Stuart Walton jest autorem książki Koktajle. Wydana przez Arkady w 2014 roku pozycja zawiera ponad 600 przepisów na drinki z różnych alkoholi.
Już w starożytności wytwarzano alkohol. Początkowo były to piwa i wina. Stosowano je do celów kulinarnych. Potem zaczęto uważać je za środek doskonały do leczenia. Ciągłe udoskonalanie sztuki destylacji pozwoliło na wytwarzanie nalewek. Potem przyszedł czas na wódkę i likiery. Do najmocniejszych alkoholi należą dżin, wódka, rum, whisky, tequila czy brandy. W rozdziale dotyczącym opisu alkoholi pojawiło się wiele typów napojów, które są mniej lub bardziej znane. Także wina i szampany znalazły tu swoje miejsce. Kilka stron zajmuje także opis likierów. Dodatkowo zaprezentowano bezalkoholowe składniki koktajli. W książce znajdziemy też rozdział o pracy barmana – niezbędnych mu sprzętach czy rodzajach kieliszków. Autor nie zapomniał też o ozdobach. Kilka trików dotyczących ładnie wyglądających drinków opisano w rozdziale „Techniki wykonania”. Poradnik zawiera też informacje o tym, kim jest barman, jak przygotować przyjęcie z udziałem alkoholu i jak wpływa on na zdrowie.

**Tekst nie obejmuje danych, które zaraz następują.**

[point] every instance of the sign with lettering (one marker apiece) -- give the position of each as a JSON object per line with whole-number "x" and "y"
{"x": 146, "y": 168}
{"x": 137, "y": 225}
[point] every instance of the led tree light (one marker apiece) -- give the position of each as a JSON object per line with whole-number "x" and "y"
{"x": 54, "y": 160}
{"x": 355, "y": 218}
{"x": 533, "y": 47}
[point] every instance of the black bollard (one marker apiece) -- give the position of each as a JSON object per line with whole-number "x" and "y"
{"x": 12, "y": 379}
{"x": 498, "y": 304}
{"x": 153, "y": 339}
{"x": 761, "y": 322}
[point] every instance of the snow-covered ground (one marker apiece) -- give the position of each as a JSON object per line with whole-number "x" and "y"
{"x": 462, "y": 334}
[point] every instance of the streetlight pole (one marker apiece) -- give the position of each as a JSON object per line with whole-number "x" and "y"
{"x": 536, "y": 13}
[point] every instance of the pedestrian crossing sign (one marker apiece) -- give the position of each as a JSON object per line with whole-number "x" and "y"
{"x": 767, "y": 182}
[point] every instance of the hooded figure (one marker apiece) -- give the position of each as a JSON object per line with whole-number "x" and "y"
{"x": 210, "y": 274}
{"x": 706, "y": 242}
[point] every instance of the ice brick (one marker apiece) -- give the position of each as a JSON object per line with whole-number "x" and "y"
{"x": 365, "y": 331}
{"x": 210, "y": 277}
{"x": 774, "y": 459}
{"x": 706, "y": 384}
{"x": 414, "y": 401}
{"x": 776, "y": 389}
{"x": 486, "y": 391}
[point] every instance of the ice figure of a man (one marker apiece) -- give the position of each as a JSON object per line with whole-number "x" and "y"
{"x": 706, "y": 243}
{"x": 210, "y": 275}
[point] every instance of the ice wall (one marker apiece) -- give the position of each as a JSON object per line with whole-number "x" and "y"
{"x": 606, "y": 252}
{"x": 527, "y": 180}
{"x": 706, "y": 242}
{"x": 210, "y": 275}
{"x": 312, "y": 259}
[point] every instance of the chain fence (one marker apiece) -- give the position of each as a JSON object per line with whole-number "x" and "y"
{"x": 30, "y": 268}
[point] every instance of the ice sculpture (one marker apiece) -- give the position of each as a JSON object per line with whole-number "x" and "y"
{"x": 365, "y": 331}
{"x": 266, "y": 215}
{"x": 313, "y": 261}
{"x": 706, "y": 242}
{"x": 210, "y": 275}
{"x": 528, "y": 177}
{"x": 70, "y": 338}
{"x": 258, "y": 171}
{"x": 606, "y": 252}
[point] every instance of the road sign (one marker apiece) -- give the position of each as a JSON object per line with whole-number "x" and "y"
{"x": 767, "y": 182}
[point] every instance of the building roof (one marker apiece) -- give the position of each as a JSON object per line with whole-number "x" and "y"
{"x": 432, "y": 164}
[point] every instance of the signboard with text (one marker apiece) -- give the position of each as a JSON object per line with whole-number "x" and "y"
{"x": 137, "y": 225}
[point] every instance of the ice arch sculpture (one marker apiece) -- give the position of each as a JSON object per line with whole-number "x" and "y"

Książka ta jest nie tylko podręcznikiem dotyczącym mieszania alkoholi. To kompendium wiedzy na temat tego, jak wytwarzano alkohol, jak produkuje się go teraz, z czym łączyć dane trunki, jak podawać drinki. Część teoretyczna jest ciekawa – zawiera wiele przydatnych informacji, które pomogą w przygotowaniu dobrego koktajlu.
Część złożona z przypisów została podzielona dość logicznie. Wystarczy szukać pomysłu na drinki, znając ich bazę. Gdy mamy w domu dżin, otwieramy rozdział z nim związany i wiemy, że na jego podstawie możemy przygotować m.in. Orange Blossom. Każdy drink został krótko scharakteryzowany – opisano jego smak, sposób podania i czas, w którym się on sprawdzi. Składniki i sposób przygotowania są bardzo dokładne, a dołączone zdjęcia wzbogacają treść.
Plusy pozycji to przede wszystkim jej szczegółowość. Każda czynność, narzędzie, rodzaj alkoholu opisano dokładnie i ciekawie. Na stronach znajdziemy ramki z uwagami, które mogą przydać się podczas przygotowywania koktajli. Warto też zwrócić uwagę na zdjęcia. Są naprawdę pięknie wykonane, a papier, na którym wydrukowano całą pozycję, działa na ich korzyść. Nie obrazują one tylko gotowych drinków, ale też pokazują, jak wykonać ozdoby, albo prezentują narzędzia i szkło. W pierwszym rozdziale znajdziemy też ryciny, które prezentują dawne sposoby wytwarzania alkoholi.
Autor podszedł do swojego zadania naprawdę profesjonalnie. Nie dał czytelnikowi książki kucharskiej, a kompendium wiedzy na temat alkoholi. W swoich opisach nie nudzi, wszystko jest jasne. Można uznać, że jest to świetnie napisana książka, która na pewno spodoba się tym, którzy chcą zabłysnąć w towarzystwie znajomością drinków. Dodatkowo znajdziemy tu rozdział poświęcony napojom bezalkoholowym, a słowniczek pozwoli poznać podstawowe pojęcia ze świata koktajli.
Muszę przyznać, że jestem pełna podziwu. Spodziewałam się lektury dotyczącej jedynie sposobów mieszania alkoholi, a dostałam małą encyklopedię na ich temat. Pięknie wydana, bogata w informacje, ze wspaniałymi zdjęciami sprawdzi się podczas niejednego przyjęcia.
Polecam nie tylko fanom mocniejszych trunków. To ciekawy przewodnik po świecie alkoholi, który wzbogaci waszą wiedzę. Uważajcie jednak – niektóre zdjęcia potrafią wywołać ślinotok.